Ich entsinne mich, daß ich schon immer einen guten Schlaf mein eigen nennen konnte, einen Schlaf, der durch nichts zu stören war. Nicht nur, daß ich mich einst rühmte, überall, auch in Diskotheken oder auf dem Rücksitz laut brummender Autos, einschlafen zu können, nein auch im Schlafe selbst vermochte ich durch nichts gestört zu werden.

Nach dem Abitur betätigte ich mich für anderthalb Wochen als Ferienlagerbetreuer für 8- bis 14-Jährige Jungen. Da ich der einzige männliche Betreuer war, stand mir ein eigenes Zimmer zu, das ich nachts zu verschließen pflegte. Denn die Zimmertür zeigte in Richtung des nahen Waldes und war die erste am Orte, so daß potentielle Brandschatzräubermörder mich zwar zuerst aufsuchen würden, aber vor verschlossener Türe stehen und sich unverrichteter Dingen fluchenderweise zurückziehen würden.

Eigentlich weiß ich bis heute nicht, warum ich die Tür verschloß, doch ich tat es. Eines Nachts dann klopfte es wie wild an eben jene Tür. Einer meiner Achtjährigen hatte - wie auch immer - etwas ins Auge bekommen und suchte nun verzweifelt hilfreiche Hände, die ihm das störende Teilchen liebevoll aus dem Auge entfernen und somit ein junges Leben retten würden. Dreimal probierte er es, mit aller Intensität an meine Pforte zu hämmern, dann begab er sich zum Fenster und klopfte erneut viele Male. Erfolglos.
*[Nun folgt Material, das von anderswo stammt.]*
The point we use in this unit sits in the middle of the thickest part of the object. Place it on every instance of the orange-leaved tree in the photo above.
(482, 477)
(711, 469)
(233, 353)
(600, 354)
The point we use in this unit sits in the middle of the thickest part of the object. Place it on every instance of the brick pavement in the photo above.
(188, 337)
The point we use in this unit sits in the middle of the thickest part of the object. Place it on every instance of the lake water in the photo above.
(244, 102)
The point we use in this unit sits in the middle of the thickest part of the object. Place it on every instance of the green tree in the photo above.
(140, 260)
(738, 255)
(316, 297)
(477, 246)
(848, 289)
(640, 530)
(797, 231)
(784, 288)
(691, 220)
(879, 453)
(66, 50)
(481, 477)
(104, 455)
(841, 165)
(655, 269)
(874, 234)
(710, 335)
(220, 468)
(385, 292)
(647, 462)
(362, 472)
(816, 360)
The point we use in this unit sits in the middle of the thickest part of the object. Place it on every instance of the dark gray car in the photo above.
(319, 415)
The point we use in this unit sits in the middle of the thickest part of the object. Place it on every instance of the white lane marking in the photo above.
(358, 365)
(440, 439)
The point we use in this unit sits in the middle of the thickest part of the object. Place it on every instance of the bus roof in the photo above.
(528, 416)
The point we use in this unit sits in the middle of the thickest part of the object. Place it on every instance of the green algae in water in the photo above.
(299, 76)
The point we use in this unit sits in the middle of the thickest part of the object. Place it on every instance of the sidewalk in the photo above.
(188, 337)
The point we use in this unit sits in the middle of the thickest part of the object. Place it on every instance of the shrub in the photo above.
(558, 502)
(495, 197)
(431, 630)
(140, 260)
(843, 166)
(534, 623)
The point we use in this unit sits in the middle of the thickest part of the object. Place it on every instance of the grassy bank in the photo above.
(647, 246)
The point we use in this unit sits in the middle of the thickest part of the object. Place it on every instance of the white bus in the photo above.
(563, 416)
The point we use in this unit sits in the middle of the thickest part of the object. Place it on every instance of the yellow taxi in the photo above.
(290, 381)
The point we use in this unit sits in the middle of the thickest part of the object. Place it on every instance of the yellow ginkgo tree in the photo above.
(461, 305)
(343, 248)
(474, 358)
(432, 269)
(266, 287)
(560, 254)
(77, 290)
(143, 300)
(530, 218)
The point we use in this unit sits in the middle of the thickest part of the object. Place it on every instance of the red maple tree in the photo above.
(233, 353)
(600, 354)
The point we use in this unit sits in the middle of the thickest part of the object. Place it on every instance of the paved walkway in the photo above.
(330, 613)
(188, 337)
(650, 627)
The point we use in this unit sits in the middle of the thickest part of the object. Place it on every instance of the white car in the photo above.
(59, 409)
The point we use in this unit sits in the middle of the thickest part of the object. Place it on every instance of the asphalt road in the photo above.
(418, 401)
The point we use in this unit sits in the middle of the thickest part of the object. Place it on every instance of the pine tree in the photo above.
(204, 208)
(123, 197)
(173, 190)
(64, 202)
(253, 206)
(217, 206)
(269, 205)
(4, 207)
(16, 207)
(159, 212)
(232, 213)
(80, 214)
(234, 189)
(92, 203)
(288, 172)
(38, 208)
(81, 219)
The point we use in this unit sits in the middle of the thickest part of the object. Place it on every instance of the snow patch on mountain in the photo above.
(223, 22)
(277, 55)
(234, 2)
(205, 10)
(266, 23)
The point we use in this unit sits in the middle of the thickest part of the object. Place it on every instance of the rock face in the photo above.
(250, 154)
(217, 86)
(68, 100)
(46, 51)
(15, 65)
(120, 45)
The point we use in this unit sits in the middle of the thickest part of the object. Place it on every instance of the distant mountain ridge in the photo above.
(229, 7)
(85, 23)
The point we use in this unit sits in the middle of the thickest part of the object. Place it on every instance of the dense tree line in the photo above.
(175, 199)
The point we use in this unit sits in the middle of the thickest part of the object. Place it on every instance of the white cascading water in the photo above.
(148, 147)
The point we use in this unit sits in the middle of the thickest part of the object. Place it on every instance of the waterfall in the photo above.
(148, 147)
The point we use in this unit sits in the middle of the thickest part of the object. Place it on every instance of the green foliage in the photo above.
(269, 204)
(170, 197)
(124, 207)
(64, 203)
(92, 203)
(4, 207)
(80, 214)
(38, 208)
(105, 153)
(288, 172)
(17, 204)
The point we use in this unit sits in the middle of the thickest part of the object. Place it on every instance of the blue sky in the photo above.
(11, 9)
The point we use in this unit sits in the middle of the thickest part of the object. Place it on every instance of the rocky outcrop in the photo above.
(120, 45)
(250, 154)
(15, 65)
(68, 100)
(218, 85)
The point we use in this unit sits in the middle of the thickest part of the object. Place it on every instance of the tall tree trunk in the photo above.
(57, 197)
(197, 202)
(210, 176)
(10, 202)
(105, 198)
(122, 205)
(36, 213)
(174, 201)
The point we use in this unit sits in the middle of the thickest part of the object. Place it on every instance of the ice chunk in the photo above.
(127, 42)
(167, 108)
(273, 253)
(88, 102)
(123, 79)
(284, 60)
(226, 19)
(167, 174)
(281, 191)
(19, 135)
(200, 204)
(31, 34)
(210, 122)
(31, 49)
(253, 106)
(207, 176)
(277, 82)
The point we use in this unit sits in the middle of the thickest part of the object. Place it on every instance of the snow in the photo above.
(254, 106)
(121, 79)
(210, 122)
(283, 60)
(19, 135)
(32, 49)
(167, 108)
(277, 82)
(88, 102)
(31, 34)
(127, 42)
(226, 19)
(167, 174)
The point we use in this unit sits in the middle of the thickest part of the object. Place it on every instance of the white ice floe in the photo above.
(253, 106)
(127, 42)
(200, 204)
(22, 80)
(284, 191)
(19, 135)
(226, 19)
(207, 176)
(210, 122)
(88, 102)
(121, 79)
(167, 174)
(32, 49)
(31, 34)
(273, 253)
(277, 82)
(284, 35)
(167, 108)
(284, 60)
Letztendlich gab er auf und verschied suchte ein anderes Zimmer, eines, in dem die weiblichen Betreuer schliefen. Dort klopfend wurde ihm sogleich Hilfe zuteil, während ich noch immer in seligen Träumen verweilte.
Tatsächlich wurden mir diese Ereignisse erst am nächsten Morgen zugetragen, nicht ohne die unterschwellige Behauptung, ich hätte das hilfesuchende Klopfen bewußt und mit heimtückischer Absicht ignoriert.

Das hatte ich nicht. Ich war und bin nun mal keine Prinzessin, die bei jedem kleinen oder panischen Klopfen oder Erbschen aufschreckt. Mein Schlaf ist fester Natur, und es bedarf weit mehr als dieser Winzigkeiten, um mich zu erwecken. Eines Kusses beispielsweise. Allerdings nicht von einem Prinzen.